Despite overwhelming evidence to support airborne or aerosol transmission of SARS CoV-2, this has not translated into appropriate and consistent public health and infection prevention control measures across Australian jurisdictions. While other countries promote the "3 Cs" (avoiding close spaces, crowded places and close contact settings), Australian guidelines continue to stress droplet and contact transmission … which have led to a focus on measures of limited or insufficient effectiveness, such as deep cleaning, handwashing, surface disinfection and 1.5 metre physical distancing.

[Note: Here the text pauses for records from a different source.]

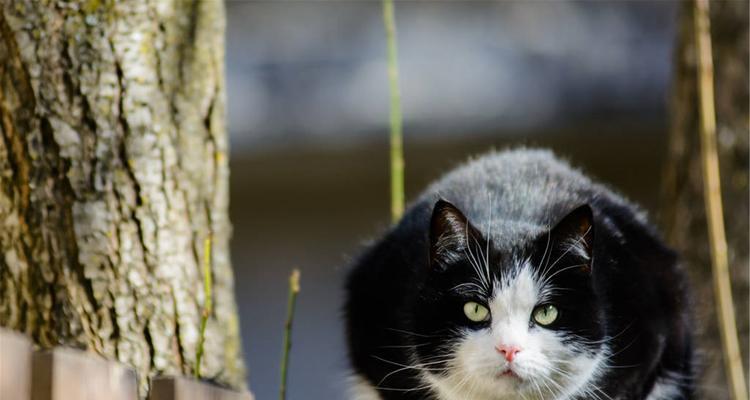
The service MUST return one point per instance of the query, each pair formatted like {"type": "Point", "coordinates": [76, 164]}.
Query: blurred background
{"type": "Point", "coordinates": [308, 112]}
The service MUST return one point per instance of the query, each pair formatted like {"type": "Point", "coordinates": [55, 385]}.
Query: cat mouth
{"type": "Point", "coordinates": [508, 373]}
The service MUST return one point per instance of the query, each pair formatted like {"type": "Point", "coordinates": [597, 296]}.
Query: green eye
{"type": "Point", "coordinates": [545, 315]}
{"type": "Point", "coordinates": [476, 312]}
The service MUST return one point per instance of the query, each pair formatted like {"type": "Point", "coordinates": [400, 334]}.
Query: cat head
{"type": "Point", "coordinates": [523, 322]}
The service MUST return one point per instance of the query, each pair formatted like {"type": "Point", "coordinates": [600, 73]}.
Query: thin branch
{"type": "Point", "coordinates": [713, 200]}
{"type": "Point", "coordinates": [293, 291]}
{"type": "Point", "coordinates": [396, 137]}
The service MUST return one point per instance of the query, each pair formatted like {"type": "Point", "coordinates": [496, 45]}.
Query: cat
{"type": "Point", "coordinates": [517, 277]}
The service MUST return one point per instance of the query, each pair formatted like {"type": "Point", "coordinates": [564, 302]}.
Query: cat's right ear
{"type": "Point", "coordinates": [450, 234]}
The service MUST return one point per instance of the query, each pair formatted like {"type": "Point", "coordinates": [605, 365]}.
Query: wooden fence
{"type": "Point", "coordinates": [68, 374]}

At the back of this correspondence, which the Tasmanian Government received, are the names, qualifications and institutions of about 400 independent health care experts. Infectious diseases specialists, immunologists, epidemiologists, calling on Australian governments to accept the science, and in accepting the science, reduce the rate of transmission and save lives. We cannot even get our own Health minister in Tasmania to acknowledge that truth. It is the truth. So, why is Tasmanian Public Health advising companies, providers who look after some of our most vulnerable people, with the wrong information about how to prevent transmission? It is a question this Health minister must respond to. We have been asked to ask these questions by people who work in aged care, who are being sent into unsafe settings in surgical masks against the advice of independent health care experts. If Mr Rockliff thinks he is going to get away with not acknowledging the truth, I just need him to know, we will be back.